SCI: Rewrap some overlong comments

svn-id: r50012

1 files changed, 38 insertions, 37 deletions

diff --git a/engines/sci/engine/kmovement.cpp b/engines/sci/engine/kmovement.cpp
index b247275e8c..ccef3d862a 100644
--- a/engines/sci/engine/kmovement.cpp
+++ b/engines/sci/engine/kmovement.cpp
@@ -33,42 +33,43 @@
 
 namespace Sci {
 
-/*
-Compute "velocity" vector (xStep,yStep)=(vx,vy) for a jump from (0,0) to (dx,dy), with gravity gy.
-The gravity is assumed to be non-negative.
-
-If this was ordinary continuous physics, we would compute the desired (floating point!)
-velocity vector (vx,vy) as follows, under the assumption that vx and vy are linearly correlated
-by some constant factor c, i.e. vy = c * vx:
-   dx = t * vx
-   dy = t * vy + gy * t^2 / 2
-=> dy = c * dx + gy * (dx/vx)^2 / 2
-=> |vx| = sqrt( gy * dx^2 / (2 * (dy - c * dx)) )
-Here, the sign of vx must be chosen equal to the sign of dx, obviously.
-
-Clearly, this square root only makes sense in our context if the denominator is positive,
-or equivalently, (dy - c * dx) must be positive.
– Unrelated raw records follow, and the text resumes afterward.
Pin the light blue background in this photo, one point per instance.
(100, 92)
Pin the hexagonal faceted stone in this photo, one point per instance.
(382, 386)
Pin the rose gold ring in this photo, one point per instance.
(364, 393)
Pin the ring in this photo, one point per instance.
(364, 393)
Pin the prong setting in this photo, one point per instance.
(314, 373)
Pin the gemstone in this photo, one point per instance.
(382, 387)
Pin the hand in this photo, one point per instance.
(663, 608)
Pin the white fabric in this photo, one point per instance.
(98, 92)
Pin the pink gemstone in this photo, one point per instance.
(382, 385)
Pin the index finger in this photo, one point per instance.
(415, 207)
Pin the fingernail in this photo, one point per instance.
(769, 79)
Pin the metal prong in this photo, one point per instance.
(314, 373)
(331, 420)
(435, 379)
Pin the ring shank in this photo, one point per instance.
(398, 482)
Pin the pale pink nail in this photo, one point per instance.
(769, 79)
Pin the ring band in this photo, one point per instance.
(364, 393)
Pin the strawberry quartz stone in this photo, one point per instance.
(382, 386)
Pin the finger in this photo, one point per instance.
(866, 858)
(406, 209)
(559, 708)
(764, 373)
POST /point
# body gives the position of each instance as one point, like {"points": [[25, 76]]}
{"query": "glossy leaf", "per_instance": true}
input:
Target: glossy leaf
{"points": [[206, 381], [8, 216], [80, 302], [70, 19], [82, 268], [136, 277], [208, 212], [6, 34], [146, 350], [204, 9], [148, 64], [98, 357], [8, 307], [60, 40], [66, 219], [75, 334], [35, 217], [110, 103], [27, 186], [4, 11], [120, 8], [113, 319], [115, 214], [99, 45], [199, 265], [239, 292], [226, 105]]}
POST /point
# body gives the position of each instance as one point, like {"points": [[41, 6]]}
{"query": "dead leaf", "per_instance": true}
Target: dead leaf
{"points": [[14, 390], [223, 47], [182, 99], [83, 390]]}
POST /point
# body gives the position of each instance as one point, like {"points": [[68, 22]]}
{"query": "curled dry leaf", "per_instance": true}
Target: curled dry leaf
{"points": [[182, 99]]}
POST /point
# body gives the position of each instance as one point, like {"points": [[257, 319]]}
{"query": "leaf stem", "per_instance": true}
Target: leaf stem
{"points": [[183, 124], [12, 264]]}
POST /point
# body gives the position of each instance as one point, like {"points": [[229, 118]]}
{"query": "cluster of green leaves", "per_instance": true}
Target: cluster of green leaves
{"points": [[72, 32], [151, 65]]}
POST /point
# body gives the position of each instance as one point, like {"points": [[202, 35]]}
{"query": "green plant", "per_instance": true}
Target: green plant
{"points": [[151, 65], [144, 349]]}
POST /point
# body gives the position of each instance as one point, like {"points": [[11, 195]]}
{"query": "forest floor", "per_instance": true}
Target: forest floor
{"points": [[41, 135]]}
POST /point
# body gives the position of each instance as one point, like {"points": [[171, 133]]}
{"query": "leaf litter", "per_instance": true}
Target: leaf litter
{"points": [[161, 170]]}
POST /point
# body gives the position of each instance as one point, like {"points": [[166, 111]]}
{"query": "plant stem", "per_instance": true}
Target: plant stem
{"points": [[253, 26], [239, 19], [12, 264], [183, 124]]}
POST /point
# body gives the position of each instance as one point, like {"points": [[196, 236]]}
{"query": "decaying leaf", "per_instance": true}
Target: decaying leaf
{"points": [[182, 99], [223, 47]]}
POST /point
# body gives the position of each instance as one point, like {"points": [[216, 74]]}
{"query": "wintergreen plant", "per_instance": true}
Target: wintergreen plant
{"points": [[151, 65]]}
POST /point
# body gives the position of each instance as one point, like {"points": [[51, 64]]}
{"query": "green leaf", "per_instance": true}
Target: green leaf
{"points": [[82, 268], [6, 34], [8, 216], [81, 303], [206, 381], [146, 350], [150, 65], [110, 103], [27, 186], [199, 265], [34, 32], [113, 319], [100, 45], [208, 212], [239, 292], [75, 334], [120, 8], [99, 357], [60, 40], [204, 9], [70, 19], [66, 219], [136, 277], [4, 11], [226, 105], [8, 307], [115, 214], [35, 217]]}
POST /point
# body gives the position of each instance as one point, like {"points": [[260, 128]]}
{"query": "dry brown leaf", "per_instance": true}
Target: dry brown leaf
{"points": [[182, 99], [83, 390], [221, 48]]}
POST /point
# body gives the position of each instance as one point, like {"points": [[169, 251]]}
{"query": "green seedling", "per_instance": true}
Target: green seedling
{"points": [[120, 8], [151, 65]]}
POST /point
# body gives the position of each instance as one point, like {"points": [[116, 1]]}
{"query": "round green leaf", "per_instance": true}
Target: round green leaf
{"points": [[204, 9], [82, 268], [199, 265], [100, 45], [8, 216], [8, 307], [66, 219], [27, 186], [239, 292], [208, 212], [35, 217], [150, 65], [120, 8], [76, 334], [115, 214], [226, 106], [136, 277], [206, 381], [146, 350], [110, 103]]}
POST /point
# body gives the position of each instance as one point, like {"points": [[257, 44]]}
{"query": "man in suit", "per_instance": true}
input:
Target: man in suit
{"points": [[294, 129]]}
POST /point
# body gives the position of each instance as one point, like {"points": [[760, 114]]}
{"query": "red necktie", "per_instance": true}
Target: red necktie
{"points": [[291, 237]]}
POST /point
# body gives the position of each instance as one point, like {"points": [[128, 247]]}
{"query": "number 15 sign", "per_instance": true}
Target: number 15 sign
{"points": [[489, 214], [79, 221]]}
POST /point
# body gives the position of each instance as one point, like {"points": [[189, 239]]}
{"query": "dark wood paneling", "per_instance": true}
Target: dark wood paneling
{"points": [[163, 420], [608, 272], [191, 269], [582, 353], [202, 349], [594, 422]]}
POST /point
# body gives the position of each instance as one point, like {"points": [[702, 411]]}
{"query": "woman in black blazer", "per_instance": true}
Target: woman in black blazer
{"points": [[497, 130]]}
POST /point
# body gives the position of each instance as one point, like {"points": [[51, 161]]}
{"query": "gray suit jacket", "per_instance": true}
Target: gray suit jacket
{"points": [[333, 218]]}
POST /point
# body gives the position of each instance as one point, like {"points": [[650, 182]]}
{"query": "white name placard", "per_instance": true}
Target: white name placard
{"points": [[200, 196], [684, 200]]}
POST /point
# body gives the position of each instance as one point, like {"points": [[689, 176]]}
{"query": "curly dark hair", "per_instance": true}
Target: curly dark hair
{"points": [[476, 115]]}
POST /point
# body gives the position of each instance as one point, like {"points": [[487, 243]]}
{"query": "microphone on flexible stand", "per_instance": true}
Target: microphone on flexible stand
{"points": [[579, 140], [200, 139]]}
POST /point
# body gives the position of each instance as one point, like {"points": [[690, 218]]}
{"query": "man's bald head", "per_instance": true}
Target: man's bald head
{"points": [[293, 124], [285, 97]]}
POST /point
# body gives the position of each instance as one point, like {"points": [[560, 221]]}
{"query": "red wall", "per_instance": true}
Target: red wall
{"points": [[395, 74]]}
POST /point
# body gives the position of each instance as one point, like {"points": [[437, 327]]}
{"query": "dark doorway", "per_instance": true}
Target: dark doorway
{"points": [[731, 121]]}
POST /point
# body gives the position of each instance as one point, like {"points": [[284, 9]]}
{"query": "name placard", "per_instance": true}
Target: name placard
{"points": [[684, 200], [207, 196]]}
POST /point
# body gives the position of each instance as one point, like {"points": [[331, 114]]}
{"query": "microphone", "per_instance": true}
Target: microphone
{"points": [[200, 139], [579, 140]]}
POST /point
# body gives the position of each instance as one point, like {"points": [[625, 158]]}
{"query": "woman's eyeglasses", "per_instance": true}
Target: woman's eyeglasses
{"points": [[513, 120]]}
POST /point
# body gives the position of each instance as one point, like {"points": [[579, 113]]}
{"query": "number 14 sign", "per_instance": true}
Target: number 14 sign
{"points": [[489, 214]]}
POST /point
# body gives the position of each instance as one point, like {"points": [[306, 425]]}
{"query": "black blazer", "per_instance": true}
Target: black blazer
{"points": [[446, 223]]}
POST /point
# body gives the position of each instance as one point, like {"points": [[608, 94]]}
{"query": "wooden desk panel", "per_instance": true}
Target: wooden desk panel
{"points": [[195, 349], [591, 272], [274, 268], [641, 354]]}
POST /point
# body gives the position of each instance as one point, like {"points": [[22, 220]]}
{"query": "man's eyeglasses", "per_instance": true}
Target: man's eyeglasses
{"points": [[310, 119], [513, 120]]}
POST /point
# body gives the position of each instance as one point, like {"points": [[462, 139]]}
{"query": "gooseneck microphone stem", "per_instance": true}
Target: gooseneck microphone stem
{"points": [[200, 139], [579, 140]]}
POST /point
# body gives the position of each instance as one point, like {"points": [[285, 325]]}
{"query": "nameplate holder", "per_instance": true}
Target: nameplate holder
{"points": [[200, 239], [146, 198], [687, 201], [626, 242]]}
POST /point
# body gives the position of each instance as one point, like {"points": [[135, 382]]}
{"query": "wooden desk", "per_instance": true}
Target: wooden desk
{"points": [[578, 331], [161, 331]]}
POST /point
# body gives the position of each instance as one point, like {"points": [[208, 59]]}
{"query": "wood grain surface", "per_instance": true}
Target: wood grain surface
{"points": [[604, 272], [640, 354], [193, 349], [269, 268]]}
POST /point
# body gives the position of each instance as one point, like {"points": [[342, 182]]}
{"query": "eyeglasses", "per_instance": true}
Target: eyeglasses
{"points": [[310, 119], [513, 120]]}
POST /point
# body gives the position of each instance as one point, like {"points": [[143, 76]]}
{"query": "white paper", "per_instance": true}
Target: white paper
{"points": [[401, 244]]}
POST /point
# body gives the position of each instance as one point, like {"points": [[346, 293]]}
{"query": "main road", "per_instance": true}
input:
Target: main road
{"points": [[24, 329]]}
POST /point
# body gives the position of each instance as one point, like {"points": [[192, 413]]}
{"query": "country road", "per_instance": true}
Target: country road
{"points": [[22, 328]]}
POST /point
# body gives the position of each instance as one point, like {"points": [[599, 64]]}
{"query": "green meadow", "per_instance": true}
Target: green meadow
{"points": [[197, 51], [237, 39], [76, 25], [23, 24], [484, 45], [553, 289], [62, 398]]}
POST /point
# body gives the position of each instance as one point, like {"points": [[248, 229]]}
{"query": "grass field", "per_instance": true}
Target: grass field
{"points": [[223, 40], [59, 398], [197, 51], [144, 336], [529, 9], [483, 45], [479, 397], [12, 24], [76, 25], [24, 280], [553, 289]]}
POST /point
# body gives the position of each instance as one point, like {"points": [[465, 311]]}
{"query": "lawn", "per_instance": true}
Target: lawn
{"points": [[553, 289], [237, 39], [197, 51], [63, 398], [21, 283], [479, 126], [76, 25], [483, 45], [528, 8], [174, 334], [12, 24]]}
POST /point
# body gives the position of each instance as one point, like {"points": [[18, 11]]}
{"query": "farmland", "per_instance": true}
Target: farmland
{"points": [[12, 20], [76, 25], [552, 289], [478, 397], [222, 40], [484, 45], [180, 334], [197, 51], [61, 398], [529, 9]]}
For simplicity and by symmetry
-along the x-axis, we assume dx to be positive for all computations, and only adjust for
-its sign in the end. Switching the sign of c appropriately, we set tmp := (dy + c * dx)
-and compute c so that this term becomes positive.
-
-Remark #1: If the jump is straight up, i.e. dx == 0, then we should not assume the above
-linear correlation vy = c * vx of the velocities (as vx will be 0, but vy shouldn't be,
-unless we drop).
-
-
-Remark #2: We are actually in a discrete setup. The motion is computed iteratively: each iteration,
-we add vx and vy to the position, then add gy to vy. So the real formula is the following
-(where t is ideally close to an int):
-
-  dx = t * vx
-  dy = t * vy + gy * t*(t-1) / 2
-
-But the solution resulting from that is a lot more complicated, so we use the above approximation instead.
-
-Still, what we compute in the end is of course not a real velocity anymore, but an integer approximation,
-used in an iterative stepping algorithm
-*/
+/**
+ * Compute "velocity" vector (xStep,yStep)=(vx,vy) for a jump from (0,0) to
+ * (dx,dy), with gravity constant gy. The gravity is assumed to be non-negative.
+ *
+ * If this was ordinary continuous physics, we would compute the desired
+ * (floating point!) velocity vector (vx,vy) as follows, under the assumption
+ * that vx and vy are linearly correlated by a constant c, i.e., vy = c * vx:
+ *    dx = t * vx
+ *    dy = t * vy + gy * t^2 / 2
+ * => dy = c * dx + gy * (dx/vx)^2 / 2
+ * => |vx| = sqrt( gy * dx^2 / (2 * (dy - c * dx)) )
+ * Here, the sign of vx must be chosen equal to the sign of dx, obviously.
+ *
+ * This square root only makes sense in our context if the denominator is
+ * positive, or equivalently, (dy - c * dx) must be positive. For simplicity
+ * and by symmetry along the x-axis, we assume dx to be positive for all
+ * computations, and only adjust for its sign in the end. Switching the sign of
+ * c appropriately, we set tmp := (dy + c * dx) and compute c so that this term
+ * becomes positive.
+ *
+ * Remark #1: If the jump is straight up, i.e. dx == 0, then we should not
+ * assume the above linear correlation vy = c * vx of the velocities (as vx
+ * will be 0, but vy shouldn't be, unless we drop down).
+ *
+ * Remark #2: We are actually in a discrete setup. The motion is computed
+ * iteratively: each iteration, we add vx and vy to the position, then add gy
+ * to vy. So the real formula is the following (where t ideally is close to an int):
+ *
+ *   dx = t * vx
+ *   dy = t * vy + gy * t*(t-1) / 2
+ *
+ * But the solution resulting from that is a lot more complicated, so we use
+ * the above approximation instead.
+ *
+ * Still, what we compute in the end is of course not a real velocity anymore,
+ * but an integer approximation, used in an iterative stepping algorithm.
+ */
 reg_t kSetJump(EngineState *s, int argc, reg_t *argv) {
 	SegManager *segMan = s->_segMan;
 	// Input data
@@ -115,7 +116,7 @@ reg_t kSetJump(EngineState *s, int argc, reg_t *argv) {
 			//tmp = dx * 3 / 2;  // ALMOST the resulting value, except for obvious rounding issues
 
 			// FIXME: Where is the 3 coming from? Maybe they hard/coded, by "accident", that usually gy=3 ?
-			// Then this choice of will make t equal to roughly sqrt(dx)
+			// Then this choice of scalar will make t equal to roughly sqrt(dx)
 		}
 	}
 	// POST: c >= 1